A couple of things stood out in the social entrepreneurship field in the past week or so. the first was the launching of the Empowerment White Paper from Department of Communities and Local Government, expertly chronicled and tracked by their secondee Simon Berry (check out the EWP Pageflake for example). Two relevant funding streams in this: a £70m Community Builders fund, which seems to be an amended, reduced version of the previously proposed ‘community anchors’ fund (a large proportion is capital). There is also a £7.5m which is a reworked version of the withdrawn Strategic Partners fund. Particularly pleased to see the emphasis here on the individual, and on practical action (one of the principles of the paper is "within the third sector, we recognise and celebrate the role of individual active citizens, social entrepreneurs, campaigners, volunteers and political activists…these people deserve the support and recognition of government").

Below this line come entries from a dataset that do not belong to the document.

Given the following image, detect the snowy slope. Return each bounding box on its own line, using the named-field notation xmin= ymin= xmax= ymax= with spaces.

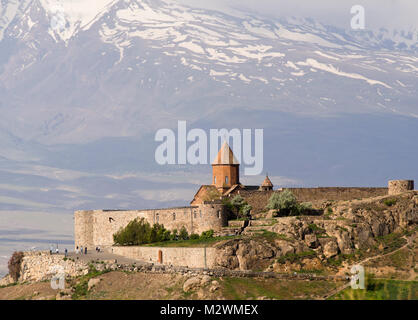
xmin=0 ymin=0 xmax=418 ymax=144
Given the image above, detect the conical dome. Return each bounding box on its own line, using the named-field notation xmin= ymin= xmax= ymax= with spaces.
xmin=261 ymin=176 xmax=273 ymax=188
xmin=212 ymin=141 xmax=239 ymax=165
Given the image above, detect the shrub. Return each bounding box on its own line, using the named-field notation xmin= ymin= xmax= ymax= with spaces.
xmin=170 ymin=229 xmax=178 ymax=241
xmin=200 ymin=230 xmax=214 ymax=240
xmin=179 ymin=226 xmax=189 ymax=240
xmin=224 ymin=194 xmax=253 ymax=219
xmin=383 ymin=199 xmax=397 ymax=207
xmin=8 ymin=251 xmax=23 ymax=282
xmin=266 ymin=190 xmax=312 ymax=216
xmin=113 ymin=218 xmax=171 ymax=246
xmin=190 ymin=233 xmax=199 ymax=240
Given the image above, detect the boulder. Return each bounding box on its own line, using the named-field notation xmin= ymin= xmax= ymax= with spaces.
xmin=323 ymin=241 xmax=338 ymax=259
xmin=200 ymin=275 xmax=211 ymax=286
xmin=183 ymin=277 xmax=202 ymax=292
xmin=305 ymin=233 xmax=318 ymax=248
xmin=87 ymin=279 xmax=100 ymax=290
xmin=266 ymin=209 xmax=278 ymax=219
xmin=274 ymin=240 xmax=295 ymax=256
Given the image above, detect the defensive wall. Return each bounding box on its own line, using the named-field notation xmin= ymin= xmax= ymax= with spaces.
xmin=235 ymin=187 xmax=388 ymax=213
xmin=74 ymin=201 xmax=228 ymax=250
xmin=111 ymin=246 xmax=217 ymax=269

Alongside that launch, there was the release of the new Social Entrepreneurship Monitor (as was), now simply called Social Entrepreneurship in the UK. (pdf download available from this page). In the past, the SEM has been a largely finger-in-the-air exercise in how it comes to its figures, but this report seems really well-thought through and researched. Includes case studies for the first time, and some interesting (and helpful) delineations of various terms. As with previous reports, it emphasises that "social entrepreneurs are not as confident as their mainstream counterparts….and do appear to be less confident as their activity becomes more established". This has always been something SSE has focused on (88% of SSE Fellows have an increase in skills and confidence to lead; 60% say this continues after the programme has finished), and it’s important that this is recognised from independent sources elsewhere. Also worth noting that the report underlines that "mentoring and coaching as well as access to finance through the growth process are important". Again, it’s good to see endorsement of our call for specialist support, without which all the good work on financial instruments, measurement tools and legal structures is lost.

What connects these two reports, I think, is that they both draw attention to the need to a) support and develop individuals and b) that this is not, primarily, about level 2 box-ticking audits, but about more intangible and "softer" (though harder to pin down) things like empowerment and confidence. Whilst many social entrepreneurs are driven by frustration with the status quo, or powered by personal experience, this can also become disillusioning if they are not supported on a long-term basis through the journey and if they are not genuinely able to achieve ’empowerment’. By which I mean not only in the sense of " To equip or supply with an ability" but also in the direct sense of "To invest with power", either via organisational forms they’ve established, or via genuinely representative roles within (and outwith) the political system.

If this research and this white paper can help make the case for and deliver that kind of work, then last week will have been an important one for social entrepreneurs across the UK.